Home Property Australia Centuria’s plan to transform office space into ‘AI Factories’

Centuria’s plan to transform office space into ‘AI Factories’

  • February 19, 2025
  • by Property Australia
Centuria Joint CEO Jason Huljich

Centuria is transforming underutilised office space in Melbourne’s CBD into Australia’s first publicly accessible AI Factory, with the possibility of more to follow.

After Centuria Capital Group announced its 50 per cent acquisition of next-generation data service provider ResetData last year, ResetData recently revealed the launch of Australia’s first sovereign public AI Factory, “AI-F1”.

The AI-F1 ‘supercomputer’ is being constructed in an office asset owned by Centuria Office REIT (COF) and will employ state-of the art Nvidia H200 GPU1 clusters utilising ResetData’s Liquid Cooling technology.

It will be Australia’s first publicly available AI supercomputer that is available for businesses – large and small – to access AI capabilities. AI-F1 will have a capacity of 1.25 MW and is scheduled to begin operations in Q2, 2025. 

Centuria Capital Group’s Joint CEO, Jason Huljich said COF has converted vacant office space into new data infrastructure on a 10-year lease.

He said this move has already enhanced the building’s book value by 10 per cent. 

Importantly, the inclusion of AI-F1 provides enhanced, unequivocal value-add to building tenants and occupiers in close proximity as it provides less latency.

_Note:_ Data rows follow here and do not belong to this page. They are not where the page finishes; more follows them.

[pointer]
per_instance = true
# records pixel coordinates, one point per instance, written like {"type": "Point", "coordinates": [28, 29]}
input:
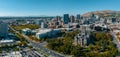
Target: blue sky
{"type": "Point", "coordinates": [54, 7]}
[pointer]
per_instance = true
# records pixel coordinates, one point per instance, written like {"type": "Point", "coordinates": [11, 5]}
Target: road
{"type": "Point", "coordinates": [38, 45]}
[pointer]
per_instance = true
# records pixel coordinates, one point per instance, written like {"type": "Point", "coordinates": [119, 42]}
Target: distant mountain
{"type": "Point", "coordinates": [103, 13]}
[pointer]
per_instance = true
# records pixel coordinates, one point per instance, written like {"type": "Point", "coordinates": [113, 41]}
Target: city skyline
{"type": "Point", "coordinates": [54, 7]}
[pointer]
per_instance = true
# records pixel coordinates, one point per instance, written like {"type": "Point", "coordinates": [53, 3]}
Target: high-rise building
{"type": "Point", "coordinates": [42, 25]}
{"type": "Point", "coordinates": [78, 16]}
{"type": "Point", "coordinates": [72, 18]}
{"type": "Point", "coordinates": [58, 18]}
{"type": "Point", "coordinates": [3, 30]}
{"type": "Point", "coordinates": [66, 19]}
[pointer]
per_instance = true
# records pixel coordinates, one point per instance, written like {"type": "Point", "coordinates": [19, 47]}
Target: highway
{"type": "Point", "coordinates": [39, 46]}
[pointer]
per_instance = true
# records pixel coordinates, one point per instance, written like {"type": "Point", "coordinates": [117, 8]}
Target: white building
{"type": "Point", "coordinates": [42, 33]}
{"type": "Point", "coordinates": [3, 30]}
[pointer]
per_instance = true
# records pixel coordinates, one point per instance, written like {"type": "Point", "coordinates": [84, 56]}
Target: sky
{"type": "Point", "coordinates": [54, 7]}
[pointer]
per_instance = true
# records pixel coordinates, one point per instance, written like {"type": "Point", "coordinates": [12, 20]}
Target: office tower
{"type": "Point", "coordinates": [92, 16]}
{"type": "Point", "coordinates": [72, 19]}
{"type": "Point", "coordinates": [3, 30]}
{"type": "Point", "coordinates": [66, 19]}
{"type": "Point", "coordinates": [42, 25]}
{"type": "Point", "coordinates": [78, 16]}
{"type": "Point", "coordinates": [58, 18]}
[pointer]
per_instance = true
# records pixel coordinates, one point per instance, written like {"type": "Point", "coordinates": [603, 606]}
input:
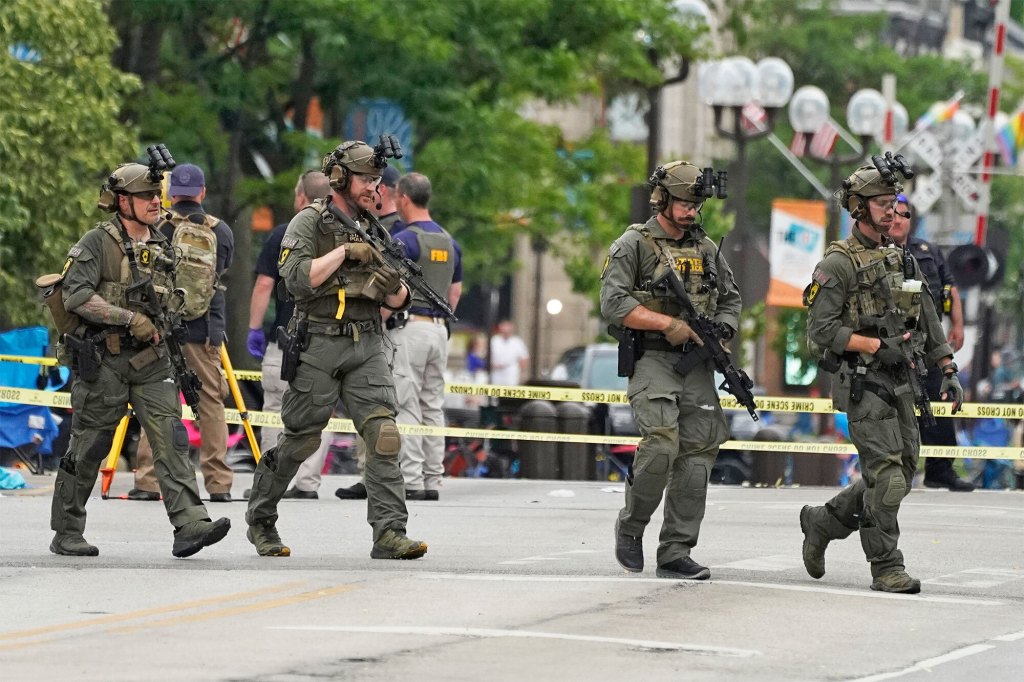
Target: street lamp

“These AI factories differ from traditional data centres for a number of reasons. First, ResetData AI factories will feature high-density NVIDIA H200 GPU clusters which rely on Liquid Cooling to provide cooled environments. The liquid cooled technology that ResetData utilises requires significantly less space than air-cooled data centres that are typically housed in warehouses on the outskirts of cities.

Mr Huljich said ResetData has identified a potential 10MW pipeline that could be deployed across unused office space in the short-term.

The subsequent AI factories will be known sequentially as AI-F2, AI-F3 etc. The locations of these potential new AI factories are currently within Centuria’s portfolio, across listed and unlisted assets.

Mr Huljich said he sees potential for such sites in other asset classes. 

“These supercomputers are not just limited to office assets but can be incorporated into infill industrial facilities, retail precincts, mixed-use precincts, healthcare properties and even agricultural assets.

“ResetData is putting Australian IT on a more energy-efficient and sustainable footing with 40% lower costs, 45% fewer emissions, and zero wastewater. These efficiencies are of national importance, as data centres already use a twentieth of the nation’s power supply and are growing rapidly. Ultra-high density, low-latency AI factories are the industry’s future.”

Mr Huljich said focusing on AI supercomputers has multiple benefits. 

“For our tenant customers, it is a value-add service with latent connectivity for users. From our investors’ perspective, we anticipate potential positive valuation uplift for the assets that house these AI Factories – as exemplified by AI-F1 within COF’s Melbourne CBD office asset.

Alongside AI-F1, ResetData also announced the introduction of an AI Marketplace. 

It is akin to “an app store” where users can plug-and-play various AI agents, Large Language Models and Machine Learning technology.

For example, the AI Marketplace can link a Xero account, with Shopify, with a foreign exchange platform and Open AI to enhance a small trader’s international sales campaign.